We went for a pizza on Diezengoff at a place with a full-sized Mini Cooper for decoration. I don’t really appreciate the cult of pizza, don’t understand why peoples’ faces light up at the word, but this one was edible. We showed each other pictures of our family, she of her mother, who arrives here tomorrow, me of my father, when he was young, when he was in the army here, during the War of Independence.
Since the month I arrived I have been in a miserable sex slump. There has been a drought and I’m not happy about it. I really want to stand in a downpour, get drenched, in a mansoon. Nathan tells me the places I should go, the places he goes: the little park north of the Hilton, and somewhere around the old bus station. He also tells me that he is often the youngest at both these sites, by ten or fifteen years. Nathan is fifty-five. Anyway, random outdoor encounters aren’t really my style. So he tells me about Sexy Shop, on Diezengoff. It sells sex toys and flavoured gels and so on in the front, but, through a heavy door, there is a sort of club. It costs 30nis to enter. I decide it’s worth it.
We kissed goodbye and I pretended to walk in the direction of home. I made a u-turn and crossed the street and made sure Rufina was out of site. Sex doesn’t always turn us into secret agents, but sometimes, it seems, it does.
I began walking north on Diezengoff when I was high-fived by the Dutch boys, Joel and Yaron, from class, walking, in a group, in the other direction, in search of pizza. We chatted for a minute, I told them where I’d eaten that evening, and they went to find it.

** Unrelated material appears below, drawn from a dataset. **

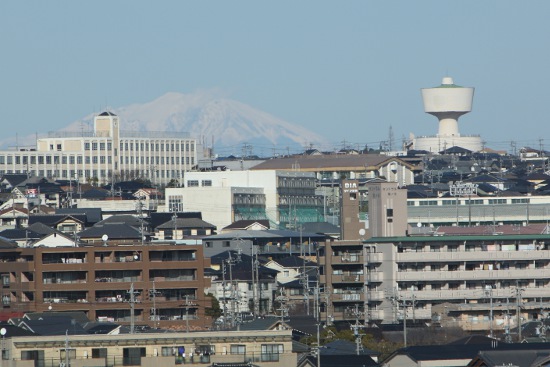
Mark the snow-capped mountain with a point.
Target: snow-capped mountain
(228, 123)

I reached the shop, down a short alley, and knocked on the door. I knocked again. Jesus, it was closed for Shabbat. Thwarted by religion! I turned again and walked to the Olive Korner for a last glass, frustrated.
my name, called . It was Saarit. She was with a black, American lesbian and a skinny Israeli gay, looking for a club to dance at. Saarit moaned about something in the ulpan – Rufina had already told me this story and it ended differently in her version. I liked the other woman, who’d made aliya ten years ago. We talked about a club called Dance Your Ass Off in San Francisco, but it may have been an invention of Armistead Maupin. I don’t suppose it matters.
Tel Aviv is small, but, even so, amazing, really, that I should meet so many people from the class in one night.